AĞITLAR 5:1-22

AĞITLAR 5:1-22 Kutsal Kitap Yeni Çeviri 2001, 2008 (TCL02)

Anımsa, ya RAB, başımıza geleni, Bak da utancımızı gör. Mülkümüz yabancılara geçti, Evlerimiz ellere. Öksüz kaldık, babasız, Annelerimiz dul kadınlara döndü. Suyumuzu parayla içtik, Odunumuzu parayla almak zorunda kaldık. Bizi kovalayanlar ensemizde, Yorgun düştük, rahatımız yok. Ekmek için Mısır'a, Asur'a el açtık. Atalarımız günah işledi, Ama artık onlar yok; Suçlarının cezasını biz yüklendik. Köleler üstümüzde saltanat sürüyor, Bizi ellerinden kurtaracak kimse yok.
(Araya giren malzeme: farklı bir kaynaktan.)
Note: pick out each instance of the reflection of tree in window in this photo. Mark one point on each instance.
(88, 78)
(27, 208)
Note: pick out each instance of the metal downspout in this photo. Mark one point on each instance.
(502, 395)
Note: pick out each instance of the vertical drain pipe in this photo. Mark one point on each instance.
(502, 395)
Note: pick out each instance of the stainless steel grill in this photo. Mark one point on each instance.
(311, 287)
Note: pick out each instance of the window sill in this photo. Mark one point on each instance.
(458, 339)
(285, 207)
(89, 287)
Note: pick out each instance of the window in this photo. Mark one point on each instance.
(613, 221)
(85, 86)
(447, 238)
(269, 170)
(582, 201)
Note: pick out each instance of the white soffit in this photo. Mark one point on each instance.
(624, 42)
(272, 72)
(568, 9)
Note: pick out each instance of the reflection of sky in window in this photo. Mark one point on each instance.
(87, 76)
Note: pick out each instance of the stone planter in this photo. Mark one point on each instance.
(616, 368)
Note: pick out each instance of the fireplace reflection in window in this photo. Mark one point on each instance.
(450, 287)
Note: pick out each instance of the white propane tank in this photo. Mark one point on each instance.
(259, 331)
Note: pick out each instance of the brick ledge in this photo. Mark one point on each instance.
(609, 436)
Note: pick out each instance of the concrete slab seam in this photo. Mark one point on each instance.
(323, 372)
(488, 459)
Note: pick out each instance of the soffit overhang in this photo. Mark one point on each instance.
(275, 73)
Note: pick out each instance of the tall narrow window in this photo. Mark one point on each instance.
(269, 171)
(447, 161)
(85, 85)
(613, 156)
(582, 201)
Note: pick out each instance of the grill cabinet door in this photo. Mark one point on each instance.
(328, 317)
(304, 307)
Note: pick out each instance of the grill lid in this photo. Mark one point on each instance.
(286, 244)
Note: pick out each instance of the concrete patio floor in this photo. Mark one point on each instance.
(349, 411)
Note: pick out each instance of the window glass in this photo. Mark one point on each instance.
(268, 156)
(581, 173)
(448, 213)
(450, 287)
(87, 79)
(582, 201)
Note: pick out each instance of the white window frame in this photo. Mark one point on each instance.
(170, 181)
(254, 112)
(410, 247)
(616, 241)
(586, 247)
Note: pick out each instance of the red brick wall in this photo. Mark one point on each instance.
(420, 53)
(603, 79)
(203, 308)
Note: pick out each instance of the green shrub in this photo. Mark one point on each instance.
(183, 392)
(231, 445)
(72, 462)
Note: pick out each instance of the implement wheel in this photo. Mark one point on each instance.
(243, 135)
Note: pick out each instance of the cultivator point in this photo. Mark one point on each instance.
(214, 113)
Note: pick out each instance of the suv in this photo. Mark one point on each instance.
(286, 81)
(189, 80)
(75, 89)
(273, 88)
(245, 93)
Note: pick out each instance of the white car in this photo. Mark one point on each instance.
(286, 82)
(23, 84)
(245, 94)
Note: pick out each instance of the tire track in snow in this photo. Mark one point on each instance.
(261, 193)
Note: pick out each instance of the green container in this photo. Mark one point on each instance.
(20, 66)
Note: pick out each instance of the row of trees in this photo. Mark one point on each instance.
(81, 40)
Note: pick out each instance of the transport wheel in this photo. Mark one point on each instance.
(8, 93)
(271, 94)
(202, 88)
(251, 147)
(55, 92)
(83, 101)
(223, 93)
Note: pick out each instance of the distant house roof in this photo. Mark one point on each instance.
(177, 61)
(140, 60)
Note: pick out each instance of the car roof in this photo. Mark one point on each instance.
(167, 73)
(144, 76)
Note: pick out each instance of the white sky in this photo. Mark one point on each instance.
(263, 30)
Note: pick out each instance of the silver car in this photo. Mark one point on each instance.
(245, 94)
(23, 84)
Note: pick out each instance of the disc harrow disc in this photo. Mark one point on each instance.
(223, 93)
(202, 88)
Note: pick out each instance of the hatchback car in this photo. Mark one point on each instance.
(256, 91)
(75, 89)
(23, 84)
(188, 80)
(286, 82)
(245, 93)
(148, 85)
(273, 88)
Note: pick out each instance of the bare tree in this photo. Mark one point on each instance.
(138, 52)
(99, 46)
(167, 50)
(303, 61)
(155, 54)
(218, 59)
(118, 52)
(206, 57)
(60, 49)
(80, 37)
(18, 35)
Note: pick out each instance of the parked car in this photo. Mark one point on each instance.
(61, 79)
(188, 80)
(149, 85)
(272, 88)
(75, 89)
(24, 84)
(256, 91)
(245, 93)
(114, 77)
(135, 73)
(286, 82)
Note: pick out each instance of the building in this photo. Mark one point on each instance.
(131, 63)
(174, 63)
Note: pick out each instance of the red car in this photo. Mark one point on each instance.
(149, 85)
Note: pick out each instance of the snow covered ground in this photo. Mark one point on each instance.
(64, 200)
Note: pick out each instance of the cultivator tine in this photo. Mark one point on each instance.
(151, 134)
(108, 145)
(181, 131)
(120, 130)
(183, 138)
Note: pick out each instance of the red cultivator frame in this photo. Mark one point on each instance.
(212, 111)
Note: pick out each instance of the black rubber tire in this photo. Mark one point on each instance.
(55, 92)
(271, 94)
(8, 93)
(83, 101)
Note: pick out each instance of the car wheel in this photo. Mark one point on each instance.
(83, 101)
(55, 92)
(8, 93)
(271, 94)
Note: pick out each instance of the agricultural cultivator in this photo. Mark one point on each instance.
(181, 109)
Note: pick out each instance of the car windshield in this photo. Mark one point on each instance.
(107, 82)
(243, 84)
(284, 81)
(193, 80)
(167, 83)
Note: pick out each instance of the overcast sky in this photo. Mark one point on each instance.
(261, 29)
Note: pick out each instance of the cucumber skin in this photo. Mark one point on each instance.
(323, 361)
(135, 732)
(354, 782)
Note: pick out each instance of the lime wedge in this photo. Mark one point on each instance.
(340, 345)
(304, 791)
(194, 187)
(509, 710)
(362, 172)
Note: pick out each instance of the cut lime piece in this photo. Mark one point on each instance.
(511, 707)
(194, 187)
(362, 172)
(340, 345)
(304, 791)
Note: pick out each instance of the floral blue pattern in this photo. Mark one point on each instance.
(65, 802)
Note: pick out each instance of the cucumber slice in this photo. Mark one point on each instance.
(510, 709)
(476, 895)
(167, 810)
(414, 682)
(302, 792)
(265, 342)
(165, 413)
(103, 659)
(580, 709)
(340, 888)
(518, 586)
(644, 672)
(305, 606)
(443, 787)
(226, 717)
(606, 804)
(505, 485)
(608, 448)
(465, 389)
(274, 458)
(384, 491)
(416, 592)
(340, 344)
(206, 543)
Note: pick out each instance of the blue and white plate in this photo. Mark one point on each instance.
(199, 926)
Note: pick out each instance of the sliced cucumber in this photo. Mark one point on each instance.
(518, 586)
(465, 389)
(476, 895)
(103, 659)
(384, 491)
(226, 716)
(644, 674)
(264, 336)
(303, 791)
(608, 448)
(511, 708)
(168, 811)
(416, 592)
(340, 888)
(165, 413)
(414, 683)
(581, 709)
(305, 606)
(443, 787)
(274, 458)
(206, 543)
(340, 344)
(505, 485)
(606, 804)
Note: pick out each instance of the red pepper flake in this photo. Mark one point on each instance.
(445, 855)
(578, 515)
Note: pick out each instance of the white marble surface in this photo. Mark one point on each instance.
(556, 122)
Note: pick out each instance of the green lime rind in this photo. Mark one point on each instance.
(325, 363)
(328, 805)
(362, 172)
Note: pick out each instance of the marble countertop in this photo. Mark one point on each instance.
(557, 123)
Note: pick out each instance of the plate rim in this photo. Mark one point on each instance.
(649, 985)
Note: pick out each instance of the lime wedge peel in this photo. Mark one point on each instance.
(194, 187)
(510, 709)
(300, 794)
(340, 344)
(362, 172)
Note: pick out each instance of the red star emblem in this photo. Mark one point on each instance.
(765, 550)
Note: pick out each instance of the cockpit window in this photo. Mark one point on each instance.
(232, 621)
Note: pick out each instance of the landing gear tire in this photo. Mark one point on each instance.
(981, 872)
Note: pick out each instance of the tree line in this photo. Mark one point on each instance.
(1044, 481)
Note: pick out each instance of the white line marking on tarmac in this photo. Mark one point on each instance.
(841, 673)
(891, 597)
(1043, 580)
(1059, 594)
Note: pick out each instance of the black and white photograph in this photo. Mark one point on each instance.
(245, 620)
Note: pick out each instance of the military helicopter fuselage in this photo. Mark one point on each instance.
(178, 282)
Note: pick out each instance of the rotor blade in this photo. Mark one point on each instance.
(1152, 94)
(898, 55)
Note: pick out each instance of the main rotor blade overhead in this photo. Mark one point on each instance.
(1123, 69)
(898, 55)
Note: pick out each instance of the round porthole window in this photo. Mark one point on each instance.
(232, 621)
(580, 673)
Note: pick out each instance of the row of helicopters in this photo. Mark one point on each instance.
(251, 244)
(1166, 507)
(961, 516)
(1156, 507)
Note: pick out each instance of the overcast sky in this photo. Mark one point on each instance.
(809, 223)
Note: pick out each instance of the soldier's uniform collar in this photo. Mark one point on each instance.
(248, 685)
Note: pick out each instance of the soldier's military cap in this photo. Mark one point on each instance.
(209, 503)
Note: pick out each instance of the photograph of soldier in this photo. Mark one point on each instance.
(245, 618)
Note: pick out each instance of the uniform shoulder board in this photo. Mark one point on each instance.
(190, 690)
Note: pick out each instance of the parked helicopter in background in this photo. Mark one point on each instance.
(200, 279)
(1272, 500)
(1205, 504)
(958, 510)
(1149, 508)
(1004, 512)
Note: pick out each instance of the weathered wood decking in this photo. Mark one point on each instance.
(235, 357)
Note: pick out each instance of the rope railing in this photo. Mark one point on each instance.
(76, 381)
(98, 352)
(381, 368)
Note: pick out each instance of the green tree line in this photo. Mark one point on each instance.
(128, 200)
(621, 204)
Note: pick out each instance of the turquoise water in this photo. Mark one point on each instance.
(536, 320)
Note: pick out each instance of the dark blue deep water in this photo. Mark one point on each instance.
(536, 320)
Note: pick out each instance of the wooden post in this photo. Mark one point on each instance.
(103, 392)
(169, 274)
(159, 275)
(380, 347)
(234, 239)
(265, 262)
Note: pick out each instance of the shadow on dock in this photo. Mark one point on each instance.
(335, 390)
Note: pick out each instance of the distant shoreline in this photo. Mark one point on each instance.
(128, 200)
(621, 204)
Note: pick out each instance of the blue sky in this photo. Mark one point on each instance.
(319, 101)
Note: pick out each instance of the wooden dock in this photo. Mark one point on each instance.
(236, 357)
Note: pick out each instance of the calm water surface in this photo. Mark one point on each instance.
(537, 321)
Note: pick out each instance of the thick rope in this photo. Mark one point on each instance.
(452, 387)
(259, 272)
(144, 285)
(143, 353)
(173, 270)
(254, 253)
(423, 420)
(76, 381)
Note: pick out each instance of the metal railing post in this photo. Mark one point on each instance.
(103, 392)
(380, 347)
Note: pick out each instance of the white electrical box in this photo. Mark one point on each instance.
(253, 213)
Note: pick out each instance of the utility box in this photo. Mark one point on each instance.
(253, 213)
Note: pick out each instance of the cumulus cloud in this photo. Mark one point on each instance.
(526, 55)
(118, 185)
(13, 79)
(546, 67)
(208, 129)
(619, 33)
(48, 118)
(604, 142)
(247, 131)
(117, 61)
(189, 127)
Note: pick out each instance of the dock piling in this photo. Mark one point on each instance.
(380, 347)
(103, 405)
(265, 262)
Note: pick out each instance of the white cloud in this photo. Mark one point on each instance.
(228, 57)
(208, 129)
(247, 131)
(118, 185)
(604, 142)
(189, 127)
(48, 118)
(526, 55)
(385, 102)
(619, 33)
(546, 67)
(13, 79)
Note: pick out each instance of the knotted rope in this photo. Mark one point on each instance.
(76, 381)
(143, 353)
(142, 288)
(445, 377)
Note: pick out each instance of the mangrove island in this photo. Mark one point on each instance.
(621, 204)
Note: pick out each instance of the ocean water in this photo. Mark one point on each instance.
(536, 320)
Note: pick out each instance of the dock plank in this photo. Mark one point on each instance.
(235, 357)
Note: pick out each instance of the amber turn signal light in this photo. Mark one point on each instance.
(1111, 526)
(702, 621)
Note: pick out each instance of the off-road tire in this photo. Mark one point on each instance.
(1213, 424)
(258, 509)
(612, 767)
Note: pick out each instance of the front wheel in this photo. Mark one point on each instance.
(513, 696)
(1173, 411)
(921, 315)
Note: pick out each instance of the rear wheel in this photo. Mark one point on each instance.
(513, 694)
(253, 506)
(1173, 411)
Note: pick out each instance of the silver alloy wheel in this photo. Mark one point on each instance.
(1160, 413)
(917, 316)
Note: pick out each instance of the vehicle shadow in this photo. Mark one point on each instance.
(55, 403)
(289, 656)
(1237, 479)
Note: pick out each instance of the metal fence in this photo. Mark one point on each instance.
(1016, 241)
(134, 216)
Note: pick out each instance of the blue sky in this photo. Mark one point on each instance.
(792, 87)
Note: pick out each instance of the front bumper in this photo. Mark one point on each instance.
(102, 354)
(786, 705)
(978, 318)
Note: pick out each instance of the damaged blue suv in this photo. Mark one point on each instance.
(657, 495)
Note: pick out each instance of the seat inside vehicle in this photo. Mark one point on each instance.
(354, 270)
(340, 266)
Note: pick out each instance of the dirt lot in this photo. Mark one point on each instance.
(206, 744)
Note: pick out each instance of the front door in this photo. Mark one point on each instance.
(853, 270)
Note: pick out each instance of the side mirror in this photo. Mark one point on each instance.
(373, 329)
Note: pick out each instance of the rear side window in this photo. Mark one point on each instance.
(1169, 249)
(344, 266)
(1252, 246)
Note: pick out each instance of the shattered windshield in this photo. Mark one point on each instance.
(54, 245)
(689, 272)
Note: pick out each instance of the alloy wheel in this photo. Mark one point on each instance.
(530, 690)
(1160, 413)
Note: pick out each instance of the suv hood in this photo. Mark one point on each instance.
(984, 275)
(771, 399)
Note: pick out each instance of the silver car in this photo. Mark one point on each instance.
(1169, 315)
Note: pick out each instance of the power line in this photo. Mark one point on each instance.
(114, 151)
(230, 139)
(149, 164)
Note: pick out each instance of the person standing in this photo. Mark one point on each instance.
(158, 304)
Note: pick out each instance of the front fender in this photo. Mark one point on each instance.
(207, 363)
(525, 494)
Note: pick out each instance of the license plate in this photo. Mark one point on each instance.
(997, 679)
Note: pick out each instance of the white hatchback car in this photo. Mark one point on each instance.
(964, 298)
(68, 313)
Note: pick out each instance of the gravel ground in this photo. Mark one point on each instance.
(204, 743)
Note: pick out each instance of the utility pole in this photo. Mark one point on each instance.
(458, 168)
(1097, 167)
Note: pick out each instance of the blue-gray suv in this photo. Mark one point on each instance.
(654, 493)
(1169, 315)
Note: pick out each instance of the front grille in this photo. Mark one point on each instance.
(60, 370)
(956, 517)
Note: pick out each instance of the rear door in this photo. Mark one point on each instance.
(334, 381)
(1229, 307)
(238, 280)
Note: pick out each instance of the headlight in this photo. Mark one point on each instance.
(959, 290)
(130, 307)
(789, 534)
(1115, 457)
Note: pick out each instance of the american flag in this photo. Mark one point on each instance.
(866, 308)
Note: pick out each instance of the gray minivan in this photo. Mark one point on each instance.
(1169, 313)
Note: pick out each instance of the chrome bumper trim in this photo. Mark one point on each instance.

Çöldeki kılıçlı haydutlar yüzünden Ekmeğimizi canımız pahasına kazanıyoruz. Kıtlığın yakıcı sıcağından Derimiz fırın gibi kızardı. Siyon'da kadınların, Yahuda kentlerinde erden kızların ırzına geçtiler. Önderler ellerinden asıldı, Yaşlılar saygı görmedi. Değirmen taşını gençler çevirdi, Çocuklar odun yükü altında tökezledi. Yaşlılar kent kapısında oturmaz oldu, Gençler saz çalmaz oldu. Yüreğimizin sevinci durdu, Oyunumuz yasa döndü. Taç düştü başımızdan, Vay başımıza! Çünkü günah işledik. Bu yüzden yüreğimiz baygın, Bunlardan ötürü gözlerimiz karardı. Viran olan Siyon Dağı'nın üstünde Çakallar geziyor! Ama sen, sonsuza dek tahtında oturursun, ya RAB, Egemenliğin kuşaklar boyu sürer. Niçin bizi hep unutuyorsun, Neden bizi uzun süre terk ediyorsun? Bizi kendine döndür, ya RAB, döneriz, Eski günlerimizi geri ver. Bizi büsbütün attıysan, Bize çok öfkelenmiş olmalısın.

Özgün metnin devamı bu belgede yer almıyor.